If you want to index records that didn't yet load any relations you can do it by loading them in the getAlgoliaRecord that you can create in your model.

It will look like:

public function getAlgoliaRecord()
{
	/**
	 * Load the categories relation so that it's available
	 * 	in the laravel toArray method
	 */
	$this->categories; 
  
   return $this->toArray();
}

In the resulted object you will have categories converted to array by Laravel. If you want a custom relation structure you will instead do something like :

public function getAlgoliaRecord()
{
	/**
	 * Load the categories relation so that it's available
	 * 	in the laravel toArray method
	 */
	$extra_data = [];
	$extra_data['categories'] = array_map(function ($data) {
							            return $data['name'];
						        }, $this->categories->toArray();
  
   return array_merge($this->toArray(), $extra_data);
}

Indexing

Manual Indexing

You can trigger indexing using the pushToIndex instance method.

$contact = Contact::firstOrCreate(['name' => 'Jean']);
$contact->pushToIndex();

Manual Removal

And trigger the removing using the removeFromIndex instance method.

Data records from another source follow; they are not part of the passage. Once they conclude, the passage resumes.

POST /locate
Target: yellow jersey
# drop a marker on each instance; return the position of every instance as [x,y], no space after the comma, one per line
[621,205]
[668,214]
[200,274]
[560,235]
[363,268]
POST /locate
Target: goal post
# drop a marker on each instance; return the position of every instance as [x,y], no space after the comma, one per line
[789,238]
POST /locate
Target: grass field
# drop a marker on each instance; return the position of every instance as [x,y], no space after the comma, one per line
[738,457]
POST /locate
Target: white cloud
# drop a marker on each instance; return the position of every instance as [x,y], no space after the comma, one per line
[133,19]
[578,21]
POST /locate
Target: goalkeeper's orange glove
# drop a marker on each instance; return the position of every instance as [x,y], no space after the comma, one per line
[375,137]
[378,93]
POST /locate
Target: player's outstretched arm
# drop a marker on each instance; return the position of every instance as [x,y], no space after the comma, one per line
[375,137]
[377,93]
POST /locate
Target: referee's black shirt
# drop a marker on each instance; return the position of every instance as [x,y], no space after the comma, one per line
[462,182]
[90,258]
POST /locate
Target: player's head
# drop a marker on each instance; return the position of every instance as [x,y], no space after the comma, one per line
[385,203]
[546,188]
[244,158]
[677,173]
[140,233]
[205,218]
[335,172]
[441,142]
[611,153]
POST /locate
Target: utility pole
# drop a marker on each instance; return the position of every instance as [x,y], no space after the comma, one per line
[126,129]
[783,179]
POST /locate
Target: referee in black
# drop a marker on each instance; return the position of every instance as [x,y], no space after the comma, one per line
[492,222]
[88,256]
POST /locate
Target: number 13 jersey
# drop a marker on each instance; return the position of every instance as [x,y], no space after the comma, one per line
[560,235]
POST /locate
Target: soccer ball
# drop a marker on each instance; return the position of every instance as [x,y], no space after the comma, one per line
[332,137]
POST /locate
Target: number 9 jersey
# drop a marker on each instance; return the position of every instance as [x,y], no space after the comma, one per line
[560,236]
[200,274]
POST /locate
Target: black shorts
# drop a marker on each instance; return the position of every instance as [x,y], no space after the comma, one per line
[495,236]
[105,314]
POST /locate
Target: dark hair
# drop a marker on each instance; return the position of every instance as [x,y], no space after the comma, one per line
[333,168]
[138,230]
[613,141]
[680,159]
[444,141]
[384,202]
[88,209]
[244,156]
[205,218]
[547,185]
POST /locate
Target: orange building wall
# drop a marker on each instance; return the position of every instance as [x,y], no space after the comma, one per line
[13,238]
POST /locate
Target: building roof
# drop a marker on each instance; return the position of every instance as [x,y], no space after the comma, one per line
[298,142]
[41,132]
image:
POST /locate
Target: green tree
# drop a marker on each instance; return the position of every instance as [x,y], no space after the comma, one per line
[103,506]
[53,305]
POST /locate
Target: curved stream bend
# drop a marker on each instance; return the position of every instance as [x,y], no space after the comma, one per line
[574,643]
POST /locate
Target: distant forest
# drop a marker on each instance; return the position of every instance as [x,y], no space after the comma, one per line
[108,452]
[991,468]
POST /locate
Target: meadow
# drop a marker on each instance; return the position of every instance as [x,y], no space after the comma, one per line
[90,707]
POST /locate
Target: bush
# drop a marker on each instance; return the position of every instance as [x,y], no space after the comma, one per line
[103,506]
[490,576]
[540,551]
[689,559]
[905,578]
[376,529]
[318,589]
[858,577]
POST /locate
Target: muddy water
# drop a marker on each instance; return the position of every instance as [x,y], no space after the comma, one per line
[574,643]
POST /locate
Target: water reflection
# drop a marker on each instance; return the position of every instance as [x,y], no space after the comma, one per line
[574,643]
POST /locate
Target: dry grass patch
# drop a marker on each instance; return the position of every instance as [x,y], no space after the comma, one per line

$contact = Contact::firstOrCreate(['name' => 'Jean']);
$contact->removeFromIndex();

Reindexing

To safely reindex all your records (index to a temporary index + move the temporary index to the current one atomically), use the reindex class method:

Contact::reindex();

To reindex all your records (in place, without deleting out-dated records):

Contact::reindex(false);

Clearing an Index

To clear an index, use the clearIndices class method:

Contact::clearIndices();

Master/Slave

You can define slave indexes using the $algolia_settings variable:

use Illuminate\Database\Eloquent\Model;

class Contact extends Model
{
	 use AlgoliaEloquentTrait;
    
	 public $algoliaSettings = [
		'attributesToIndex' => [
			'id', 
			'name',
		],
    	'customRanking' => [
    		'desc(popularity)', 
    		'asc(name)',
    	],
    	'slaves' => [
    		'contacts_desc',
    	],
    ];

    public $slavesSettings = [
        'contacts_desc' => [
            'ranking' => [
                'desc(name)',
                'typo',
                'geo',
                'words',
                'proximity',
                'attribute',
                'exact',
                'custom'
            ]
        ]
    ];
}

To search using a slave use the following code:

Book::search('foo bar', ['index' => 'contacts_desc']);

Target Multiple Indexes

You can index a record in several indexes using the $indices property:

use Illuminate\Database\Eloquent\Model;

class Contact extends Model
{
	use AlgoliaEloquentTrait;
    
	public $indices = [
		'contact_public', 
		'contact_private',
	];
    
	public function indexOnly($indexName)
	{
		if ($indexName == 'contact_public')
			return true;

		return $this->private;
	}

}

To search using an extra index, use the following code:

Book::search('foo bar', ['index' => 'contacts_private']);

Eloquent compatibility

Doing :

Ad::where('id', $id)->update($attributes);

will not trigger anything in the model (so no update will happen in Algolia). This is because this is not an Eloquent call, it is just a convenient way to generate the query hidden behind the model

To make this query work with Algolia you need to do it like that:

Ad::find($id)->update($attributes);

Compatibility

Compatible with 5.x applications

License

Laravel Algolia Search is licensed under The MIT License (MIT).